I had to have it; needlepoint is a home craft, mainly, and a painstaking one.   My wife the knitter tells me that she can knit ten stitches in the time it takes to pull the yarn through one hole in an embroidery canvas.  So what inspired all this, instead of “God Bless Our Home” over a bunch of flowers?

You don’t hear the name W.C. Fields much these days, but the ‘60s and ‘70s were different.  Nostalgia was in; attitudinal superstars from the ‘30s and ‘40s became superstars again: people like Bogart, the Marx Brothers,  and yes, W.C. Fields.

I’d have ignored Fields even so, if I hadn’t had to watch “The Fatal Glass of Beer” 300 times. Conservatively.

“The Fatal Glass of Beer” is a 20-minute parody of morality fables and Yukon Territory adventure movies. Fields made the short in the early ‘30s.  It fell into the public domain and ended up on a 16mm reel of “family friendly” shorts and cartoons in the late ’60s.  The pizza restaurant I worked in as a teen played it over and over for the customers.  After awhile, the kitchen crew could repeat entire sections of dialog.

But it was funny stuff: Fields as a settler in the snow-blasted Yukon, cutting through the badly rear-projected snow with sled dogs whose legs were too short to reach the ground.  Fields, singing a long, awful song about the loss of his fine son to the city, where he drank the “fatal glass of beer” and turned into a ravening criminal who stole a fortune in bonds and went to jail for it.”  While Fields’ audience, a roving mountie, blubbers uncontrollably.

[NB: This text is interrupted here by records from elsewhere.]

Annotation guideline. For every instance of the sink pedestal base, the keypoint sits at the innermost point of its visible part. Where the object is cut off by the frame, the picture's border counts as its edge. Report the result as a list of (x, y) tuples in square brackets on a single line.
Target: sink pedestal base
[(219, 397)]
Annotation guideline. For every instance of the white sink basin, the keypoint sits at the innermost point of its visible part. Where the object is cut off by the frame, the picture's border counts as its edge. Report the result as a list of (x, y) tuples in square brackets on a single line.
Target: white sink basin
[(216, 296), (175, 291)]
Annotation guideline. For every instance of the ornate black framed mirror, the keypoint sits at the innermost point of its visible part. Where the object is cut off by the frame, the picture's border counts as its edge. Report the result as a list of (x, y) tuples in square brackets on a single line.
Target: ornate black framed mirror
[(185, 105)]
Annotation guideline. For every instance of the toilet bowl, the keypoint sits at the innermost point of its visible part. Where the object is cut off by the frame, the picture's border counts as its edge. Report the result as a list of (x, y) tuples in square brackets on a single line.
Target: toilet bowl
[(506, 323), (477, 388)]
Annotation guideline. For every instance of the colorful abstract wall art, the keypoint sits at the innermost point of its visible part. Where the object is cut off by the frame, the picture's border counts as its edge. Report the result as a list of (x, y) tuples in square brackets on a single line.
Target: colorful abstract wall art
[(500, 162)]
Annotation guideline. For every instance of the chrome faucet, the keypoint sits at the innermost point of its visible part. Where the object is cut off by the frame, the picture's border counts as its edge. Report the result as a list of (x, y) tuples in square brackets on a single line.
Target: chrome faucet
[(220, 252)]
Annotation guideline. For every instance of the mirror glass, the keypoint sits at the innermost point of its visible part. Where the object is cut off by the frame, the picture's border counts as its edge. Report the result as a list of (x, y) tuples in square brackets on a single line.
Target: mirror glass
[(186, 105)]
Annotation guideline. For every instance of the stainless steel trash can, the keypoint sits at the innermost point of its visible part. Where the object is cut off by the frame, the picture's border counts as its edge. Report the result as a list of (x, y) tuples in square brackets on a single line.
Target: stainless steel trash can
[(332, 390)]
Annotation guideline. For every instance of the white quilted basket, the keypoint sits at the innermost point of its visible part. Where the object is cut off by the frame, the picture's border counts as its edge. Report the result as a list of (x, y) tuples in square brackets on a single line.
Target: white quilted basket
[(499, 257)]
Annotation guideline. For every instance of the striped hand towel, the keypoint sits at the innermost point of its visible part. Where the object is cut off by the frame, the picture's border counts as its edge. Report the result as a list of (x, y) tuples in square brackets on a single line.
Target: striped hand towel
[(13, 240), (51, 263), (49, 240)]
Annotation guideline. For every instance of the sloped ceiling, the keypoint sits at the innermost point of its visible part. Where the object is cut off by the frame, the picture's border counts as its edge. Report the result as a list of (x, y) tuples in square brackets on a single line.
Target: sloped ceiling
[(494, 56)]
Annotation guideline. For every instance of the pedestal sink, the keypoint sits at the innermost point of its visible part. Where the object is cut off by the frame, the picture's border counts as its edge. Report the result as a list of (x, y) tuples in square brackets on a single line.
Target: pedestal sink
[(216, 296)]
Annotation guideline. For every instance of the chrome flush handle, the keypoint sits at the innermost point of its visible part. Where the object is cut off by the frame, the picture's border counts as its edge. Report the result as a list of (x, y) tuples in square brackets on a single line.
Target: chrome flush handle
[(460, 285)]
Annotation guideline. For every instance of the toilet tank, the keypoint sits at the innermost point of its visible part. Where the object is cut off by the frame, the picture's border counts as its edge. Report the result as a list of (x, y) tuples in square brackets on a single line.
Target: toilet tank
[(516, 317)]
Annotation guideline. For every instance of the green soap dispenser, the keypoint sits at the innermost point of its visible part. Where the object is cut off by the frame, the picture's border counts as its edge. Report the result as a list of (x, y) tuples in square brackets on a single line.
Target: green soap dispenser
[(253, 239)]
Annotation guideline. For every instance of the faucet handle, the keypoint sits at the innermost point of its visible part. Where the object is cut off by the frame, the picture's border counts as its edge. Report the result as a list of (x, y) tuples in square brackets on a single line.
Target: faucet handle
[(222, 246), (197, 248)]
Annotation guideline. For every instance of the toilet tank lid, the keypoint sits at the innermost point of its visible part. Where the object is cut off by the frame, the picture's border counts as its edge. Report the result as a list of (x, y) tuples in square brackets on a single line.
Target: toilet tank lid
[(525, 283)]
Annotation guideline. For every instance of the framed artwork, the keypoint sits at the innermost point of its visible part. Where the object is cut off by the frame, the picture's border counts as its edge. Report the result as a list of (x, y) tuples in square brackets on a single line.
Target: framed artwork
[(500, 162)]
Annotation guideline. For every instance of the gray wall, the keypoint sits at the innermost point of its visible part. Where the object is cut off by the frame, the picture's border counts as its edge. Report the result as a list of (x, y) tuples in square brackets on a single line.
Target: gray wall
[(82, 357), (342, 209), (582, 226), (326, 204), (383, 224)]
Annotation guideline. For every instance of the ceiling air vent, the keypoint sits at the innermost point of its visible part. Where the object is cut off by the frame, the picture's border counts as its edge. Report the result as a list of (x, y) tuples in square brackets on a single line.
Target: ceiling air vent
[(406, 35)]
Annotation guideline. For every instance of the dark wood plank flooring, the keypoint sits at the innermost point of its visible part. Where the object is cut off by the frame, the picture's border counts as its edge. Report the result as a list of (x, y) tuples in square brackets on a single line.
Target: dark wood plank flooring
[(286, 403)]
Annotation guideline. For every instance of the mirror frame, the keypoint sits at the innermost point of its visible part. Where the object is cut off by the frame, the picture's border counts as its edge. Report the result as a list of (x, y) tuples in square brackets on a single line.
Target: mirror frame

And every time Fields opens the door of the cabin to look outside, he lugubriously drawls, “And it’s not a fit night out for man nor beast!’ And a grip, off camera, hits him in the face with a cloud of fake snow.  We kitchen slaves would say the line along with him, adding a “sploosh” on the end for sound effects.

Of course his son comes home, released from prison, and promises to never stray again or drink another drop.  His parents greet him joyously. And, quietly, ask him if he still has the money he stole.  As it turns out, no: he burnt those horrible bonds to disavow his sins.  At which point, Fields and wife accuse him of coming home to mooch, beat him senseless, and throw him out into the blizzard.  The End.

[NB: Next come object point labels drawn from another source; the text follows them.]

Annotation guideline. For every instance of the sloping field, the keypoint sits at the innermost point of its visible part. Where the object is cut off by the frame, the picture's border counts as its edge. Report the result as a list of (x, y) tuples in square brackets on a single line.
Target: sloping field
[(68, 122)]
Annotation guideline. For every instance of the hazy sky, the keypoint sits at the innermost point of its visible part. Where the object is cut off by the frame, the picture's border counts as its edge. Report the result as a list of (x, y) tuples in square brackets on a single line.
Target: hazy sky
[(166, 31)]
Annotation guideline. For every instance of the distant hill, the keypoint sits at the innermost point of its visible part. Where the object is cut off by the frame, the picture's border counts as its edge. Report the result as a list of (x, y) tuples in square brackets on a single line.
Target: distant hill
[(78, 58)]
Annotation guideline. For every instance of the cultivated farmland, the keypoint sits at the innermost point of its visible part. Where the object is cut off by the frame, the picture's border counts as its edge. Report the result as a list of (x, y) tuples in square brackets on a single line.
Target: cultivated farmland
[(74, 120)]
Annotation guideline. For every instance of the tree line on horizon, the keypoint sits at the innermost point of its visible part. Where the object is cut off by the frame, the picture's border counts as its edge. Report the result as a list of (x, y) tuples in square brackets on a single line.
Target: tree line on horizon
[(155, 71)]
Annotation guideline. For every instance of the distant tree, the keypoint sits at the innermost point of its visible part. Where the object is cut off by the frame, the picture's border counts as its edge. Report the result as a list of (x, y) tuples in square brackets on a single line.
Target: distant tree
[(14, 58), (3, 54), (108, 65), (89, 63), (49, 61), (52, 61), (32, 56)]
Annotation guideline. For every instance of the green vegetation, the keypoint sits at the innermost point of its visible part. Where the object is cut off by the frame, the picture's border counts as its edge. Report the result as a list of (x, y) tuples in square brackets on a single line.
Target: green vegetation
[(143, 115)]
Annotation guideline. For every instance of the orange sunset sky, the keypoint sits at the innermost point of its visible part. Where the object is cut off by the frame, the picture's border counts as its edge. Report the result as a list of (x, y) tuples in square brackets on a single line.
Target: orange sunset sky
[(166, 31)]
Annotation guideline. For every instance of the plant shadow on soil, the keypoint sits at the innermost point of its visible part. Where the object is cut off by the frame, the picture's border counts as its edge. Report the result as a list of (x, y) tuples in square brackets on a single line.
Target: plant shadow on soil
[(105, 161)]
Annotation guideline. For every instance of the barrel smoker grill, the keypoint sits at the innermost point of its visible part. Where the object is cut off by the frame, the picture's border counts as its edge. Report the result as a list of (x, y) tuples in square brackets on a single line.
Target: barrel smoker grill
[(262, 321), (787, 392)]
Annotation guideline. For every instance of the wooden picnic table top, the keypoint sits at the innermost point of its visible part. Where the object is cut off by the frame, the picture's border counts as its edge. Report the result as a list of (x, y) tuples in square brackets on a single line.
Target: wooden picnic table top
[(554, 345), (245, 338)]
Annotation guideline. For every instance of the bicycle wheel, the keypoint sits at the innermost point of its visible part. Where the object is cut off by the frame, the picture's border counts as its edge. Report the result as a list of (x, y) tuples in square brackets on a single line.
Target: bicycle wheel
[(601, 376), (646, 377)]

Yes, Fields was right for the ’60s. The man held nothing sacred, respected no conventions.  His most famous persona was that of a florid con man or huckster who threw bombast in all directions but was nowhere near as sharp as he thought he was.

The character did had a subversive comment for every occasion: “Start every day off with a smile and get it over with,” or  “If a thing is worth having, it is worth cheating for.” And of course Fields named his final film “Never Give a Sucker an Even Break.”

For a while, you could see old Fields movies everywhere, but that passed.  This needlepoint pattern is from the ‘60s or early ‘70s; it’s long unavailable. Back then I had the same image, as a photo poster, on the wall of my bedroom.  The only more popular poster image at the time was Raquel Welch in a fur bikini from “One Million Years BC.” I couldn’t get that one past my parents.  I wonder if you could get it in needlepoint.

Original Caption: W.C. Fields in typical poker face pose.  Undated photograph.

But in looking at the Fields needlepoint, and the image it came from, something strikes me: take away that stovepipe hat and add a thick, artificial wave of orange hair. With Fields’ scowling face, you have a pretty good approximation of Donald Trump: a man who takes seriously all the things that Fields made fun of: greed, low cunning, lechery, excess.

About his on-screen persona, Fields himself once said: “You’ve heard the old legend that it’s the little put-upon guy who gets the laughs, but I’m the most belligerent guy on the screen. I’m going to kill everybody. But, at the same time, I’m afraid of everybody—just a great big frightened bully . .”

Fields knew that his screen persona was a joke. But Trump doesn’t; he’s playing to it perfectly.  It’s his gospel.

Sadly for him: every day, a little more of the audience is starting to laugh.